In today’s Gospel reading from Matthew chapter 16, Jesus speaks to his disciples about his inevitable passion, death, and resurrection. Therein, Jesus speaks to the reality of suffering that accompanies authentic discipleship. This theme is introduced in the first reading from the Prophet Jeremiah, especially the last paragraph. As you read Peter’s response to suffering, ask yourself: How do you feel about suffering?

This weekend's message in one sentence:

There is hope in suffering, not despite suffering

A. We have much to be grateful for

  • 1.5 million: Number of people displaced or evacuated because of Hurricane Laura

  • 910,000: Total number of customers who lost electricity during the storm

  • 150 mph: Maximum sustained winds at landfall

  • 65 mph: Increase of maximum sustained winds within a single 24-hour period; Hurricane Laura is tied for the fastest-intensifying storm on record in the Gulf of Mexico

  • 938 millibars: Hurricane Laura’s minimum central pressure at landfall; third lowest in Louisiana history

  • 15 feet: Recorded storm surge at landfall. Consider this: Water weighs 8.4 pounds per gallon (multiplied by) 15 foot tall storm surge (estimated 10 feet deep (multiplied by) 48 foot wide (average width of house/camp in Grand Isle) (equals) 60,480 pound wall of water moving at 15 MPH

  • $25 billion: Early estimates of damage due to Hurricane Laura

B. Common experience with suffering

  • We feel powerless

  • We feel trapped

  • We want to escape

  • We seek to blame

C. The most commonly asked question at a funeral: “Why?”

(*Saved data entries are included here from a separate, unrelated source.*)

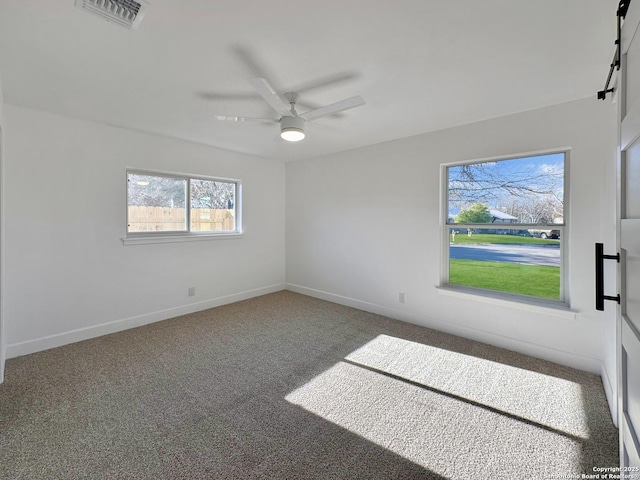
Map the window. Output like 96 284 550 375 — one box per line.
443 151 567 303
126 170 240 236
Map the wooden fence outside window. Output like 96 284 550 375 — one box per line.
128 206 235 232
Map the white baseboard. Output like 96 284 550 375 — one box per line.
286 283 603 374
6 284 286 359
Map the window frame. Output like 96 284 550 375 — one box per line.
440 149 570 307
124 169 242 244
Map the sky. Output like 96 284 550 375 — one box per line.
447 152 565 212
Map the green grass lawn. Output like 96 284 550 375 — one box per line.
449 233 559 245
450 259 560 300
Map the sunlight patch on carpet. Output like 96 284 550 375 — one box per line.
285 335 588 478
345 334 589 438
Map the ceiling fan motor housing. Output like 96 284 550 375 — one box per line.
281 115 305 135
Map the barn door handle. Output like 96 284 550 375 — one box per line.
595 243 621 311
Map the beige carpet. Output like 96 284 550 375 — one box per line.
0 291 618 479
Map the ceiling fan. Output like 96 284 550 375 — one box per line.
214 77 365 142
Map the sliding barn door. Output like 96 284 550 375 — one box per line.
0 125 3 384
619 0 640 468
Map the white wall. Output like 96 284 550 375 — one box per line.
3 104 285 357
286 97 618 412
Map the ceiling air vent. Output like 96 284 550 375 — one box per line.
75 0 148 30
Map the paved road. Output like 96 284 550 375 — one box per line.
450 243 560 267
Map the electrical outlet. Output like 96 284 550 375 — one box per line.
188 287 196 297
398 292 405 304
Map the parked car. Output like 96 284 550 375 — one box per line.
528 229 560 239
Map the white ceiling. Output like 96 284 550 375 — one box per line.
0 1 619 162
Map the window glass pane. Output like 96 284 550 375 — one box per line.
445 152 566 302
190 179 236 232
448 228 561 300
448 153 565 225
127 173 187 233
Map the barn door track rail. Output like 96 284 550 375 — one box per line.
598 0 631 100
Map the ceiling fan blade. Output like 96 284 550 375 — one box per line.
196 91 258 102
231 45 278 85
289 71 361 95
300 96 365 122
248 78 291 117
214 115 277 124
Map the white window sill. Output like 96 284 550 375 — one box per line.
436 285 576 319
121 232 243 246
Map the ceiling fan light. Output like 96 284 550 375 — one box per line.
281 127 305 142
280 115 306 142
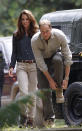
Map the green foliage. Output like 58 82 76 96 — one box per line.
0 90 44 128
0 95 33 127
0 0 82 36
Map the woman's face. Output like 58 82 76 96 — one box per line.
21 14 30 30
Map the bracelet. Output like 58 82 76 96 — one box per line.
64 76 69 81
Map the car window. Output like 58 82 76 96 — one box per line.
78 23 82 43
52 22 72 43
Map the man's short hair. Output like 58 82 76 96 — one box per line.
39 19 51 27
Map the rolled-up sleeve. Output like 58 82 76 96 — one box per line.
31 39 48 72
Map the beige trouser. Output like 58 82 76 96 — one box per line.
16 62 37 119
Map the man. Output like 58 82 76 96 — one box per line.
31 19 73 122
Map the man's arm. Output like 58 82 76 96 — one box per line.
64 65 70 80
43 71 57 90
31 38 48 71
58 30 72 89
62 65 70 89
32 41 57 90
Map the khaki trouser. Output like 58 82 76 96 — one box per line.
37 52 64 120
16 62 37 119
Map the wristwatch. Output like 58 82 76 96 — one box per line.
64 76 69 81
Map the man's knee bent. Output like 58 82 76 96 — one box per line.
52 53 63 65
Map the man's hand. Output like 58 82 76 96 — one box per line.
49 78 57 90
43 71 57 90
62 79 68 89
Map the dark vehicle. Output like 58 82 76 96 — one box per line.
41 9 82 126
0 36 19 106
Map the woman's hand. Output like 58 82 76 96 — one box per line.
9 68 14 77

  • When we are out of control we instinctively grasp for something we can control, such as an answer.

  • Baptist Pastor Sonny Boyd: “If I had the answer to that question we’d still be at a funeral. You don’t really want an answer, you really want your son. An answer won’t give you that.”

D. God’s response

  • “Jesus began to show his disciples that he must go to Jerusalem and suffer greatly” (Matthew 16:13)

E. Suffering “versus” a God of love?

  • God does not need us. The only logical reason He made us is because He desires us.

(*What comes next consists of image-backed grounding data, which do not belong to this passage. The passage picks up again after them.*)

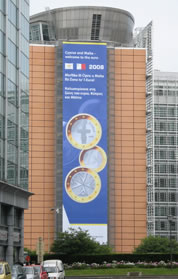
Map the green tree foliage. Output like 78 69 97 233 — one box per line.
50 228 113 255
24 247 36 256
133 235 178 254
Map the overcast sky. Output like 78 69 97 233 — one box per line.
30 0 178 72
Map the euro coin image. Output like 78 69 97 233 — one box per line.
79 146 107 172
65 167 101 203
66 113 102 150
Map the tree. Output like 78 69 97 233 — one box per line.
50 228 112 255
133 235 178 254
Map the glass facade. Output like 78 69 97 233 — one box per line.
0 0 29 188
30 7 134 45
154 71 178 239
0 0 29 265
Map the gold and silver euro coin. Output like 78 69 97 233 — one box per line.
65 167 101 203
66 113 102 150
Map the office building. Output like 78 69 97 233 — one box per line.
25 6 147 253
0 0 31 265
151 70 178 239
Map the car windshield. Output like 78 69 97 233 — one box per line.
24 267 33 274
0 265 4 275
43 267 57 273
12 267 18 275
12 266 23 275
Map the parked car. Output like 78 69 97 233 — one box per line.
41 260 65 279
22 266 39 279
0 262 11 279
32 266 47 279
11 265 26 279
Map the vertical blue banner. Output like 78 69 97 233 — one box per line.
62 42 107 243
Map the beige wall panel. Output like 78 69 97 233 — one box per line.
120 98 134 105
133 81 146 87
116 61 134 68
118 128 134 135
30 52 45 59
32 59 45 66
44 84 55 90
44 66 55 72
45 60 55 66
134 75 145 81
119 74 134 81
134 172 146 178
134 68 146 74
120 227 135 233
134 129 146 136
32 121 45 128
134 56 146 62
133 49 145 56
120 56 134 62
134 110 146 117
44 52 55 59
45 72 55 78
134 98 145 105
115 67 133 74
44 78 55 85
112 49 146 253
32 46 45 52
31 65 45 72
32 84 45 90
134 62 146 69
134 159 146 166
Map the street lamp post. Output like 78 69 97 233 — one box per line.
48 208 61 252
48 208 54 253
167 215 174 268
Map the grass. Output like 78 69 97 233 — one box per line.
66 267 178 276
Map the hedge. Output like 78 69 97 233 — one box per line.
29 253 178 265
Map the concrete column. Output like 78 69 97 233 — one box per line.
19 210 24 263
6 207 14 267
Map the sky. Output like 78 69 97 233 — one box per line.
30 0 178 72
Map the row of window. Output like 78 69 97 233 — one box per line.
155 220 176 231
155 206 176 217
21 14 29 40
155 177 177 188
30 23 51 41
8 0 17 27
155 135 178 146
21 0 29 21
155 164 178 174
155 149 177 160
154 121 178 132
154 106 178 117
1 204 22 227
0 138 28 162
0 0 5 13
155 192 178 202
155 89 178 97
155 84 178 89
0 157 28 187
0 94 28 122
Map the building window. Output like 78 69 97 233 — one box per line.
1 204 9 225
169 193 176 202
168 107 175 117
30 24 41 41
42 24 50 41
169 178 176 188
160 221 166 230
14 208 21 227
91 14 101 40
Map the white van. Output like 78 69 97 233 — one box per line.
41 260 65 279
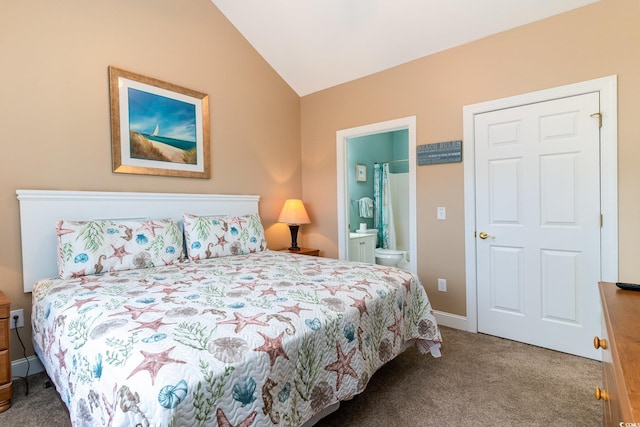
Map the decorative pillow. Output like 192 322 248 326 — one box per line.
56 219 183 279
183 213 266 260
227 213 267 255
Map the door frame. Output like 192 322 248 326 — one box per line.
462 76 618 333
336 116 418 273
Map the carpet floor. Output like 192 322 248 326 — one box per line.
0 326 602 426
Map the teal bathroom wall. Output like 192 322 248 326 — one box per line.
347 129 408 232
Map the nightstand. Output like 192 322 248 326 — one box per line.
278 247 320 256
0 291 11 413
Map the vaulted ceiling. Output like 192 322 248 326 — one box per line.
212 0 599 96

  • You have to want to love in order to authentically love.

  • God freely chose to suffer. “No one takes it from me, but I lay it down on my own. I have power to lay it down, and power to take it up again.” (John 10:18)

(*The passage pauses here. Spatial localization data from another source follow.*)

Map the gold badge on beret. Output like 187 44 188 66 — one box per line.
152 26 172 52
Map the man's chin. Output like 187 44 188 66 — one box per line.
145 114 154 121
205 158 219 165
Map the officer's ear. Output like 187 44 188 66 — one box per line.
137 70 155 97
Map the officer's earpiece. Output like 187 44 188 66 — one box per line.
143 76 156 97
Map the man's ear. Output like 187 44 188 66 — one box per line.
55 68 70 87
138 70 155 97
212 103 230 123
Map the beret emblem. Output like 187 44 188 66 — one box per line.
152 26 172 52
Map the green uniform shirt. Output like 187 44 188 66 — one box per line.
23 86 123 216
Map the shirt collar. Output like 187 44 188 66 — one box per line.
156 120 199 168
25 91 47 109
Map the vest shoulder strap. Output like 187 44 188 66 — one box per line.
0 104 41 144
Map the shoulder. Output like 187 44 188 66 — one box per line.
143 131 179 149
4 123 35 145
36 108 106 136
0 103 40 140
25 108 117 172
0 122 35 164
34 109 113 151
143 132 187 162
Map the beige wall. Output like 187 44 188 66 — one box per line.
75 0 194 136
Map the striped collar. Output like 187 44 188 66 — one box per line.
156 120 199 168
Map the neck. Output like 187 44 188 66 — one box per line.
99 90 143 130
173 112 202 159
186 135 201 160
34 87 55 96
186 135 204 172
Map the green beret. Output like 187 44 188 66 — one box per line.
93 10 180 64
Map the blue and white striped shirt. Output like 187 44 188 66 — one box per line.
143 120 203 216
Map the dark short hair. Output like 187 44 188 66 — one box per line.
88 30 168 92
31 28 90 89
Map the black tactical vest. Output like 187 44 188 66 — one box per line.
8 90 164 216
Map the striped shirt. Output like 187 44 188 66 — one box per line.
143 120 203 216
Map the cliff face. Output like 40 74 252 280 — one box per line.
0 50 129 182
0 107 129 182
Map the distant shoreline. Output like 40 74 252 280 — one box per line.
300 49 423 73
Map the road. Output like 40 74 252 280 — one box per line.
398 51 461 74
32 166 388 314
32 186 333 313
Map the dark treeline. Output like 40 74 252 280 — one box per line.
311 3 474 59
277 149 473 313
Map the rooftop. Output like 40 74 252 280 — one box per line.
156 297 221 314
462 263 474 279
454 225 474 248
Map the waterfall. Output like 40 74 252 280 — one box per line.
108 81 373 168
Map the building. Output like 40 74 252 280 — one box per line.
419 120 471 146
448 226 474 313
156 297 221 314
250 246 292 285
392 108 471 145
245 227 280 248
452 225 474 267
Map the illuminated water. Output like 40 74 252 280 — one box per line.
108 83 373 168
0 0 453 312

  • God knows suffering. “For we do not have a high priest who is unable to sympathize with our weaknesses, but one who has similarly been tested in every way, yet without sin” (Hebrews 4:15)

  • One’s capacity for suffering is directly proportionate to one’s capacity for authentic love.

F. Hope is more influenced by memory than it is experience

  • Remember, God is not bound by time. He sees our future when sometimes all we see is our present.

  • Remember, God is not bound by circumstance. He sees a purpose when all we see is our suffering.

  • Remember, God is not bound by darkness. He sees us whenever we can’t see Him.Remember, God is not bound by desire. He sees what where we are headed when sometimes all we see is where we are.

  • Remember, God is not bound by perspective. He sees what where we are headed forever when sometimes all we see is where we are temporarily.

G. Suffering and life

  • We can try to limit suffering, to fight against it, but we cannot eliminate it. It is when we attempt to avoid suffering by withdrawing from anything that might involve hurt, when we try to spare ourselves the effort and pain of pursuing truth, love, and goodness, that we drift into a life of emptiness, in which there may be almost no pain, but the dark sensation of meaninglessness and abandonment is all the greater. It is not by sidestepping or fleeing from suffering that we are healed, but rather by our capacity for accepting it, maturing through it and finding meaning through union with Christ, who suffered with infinite love.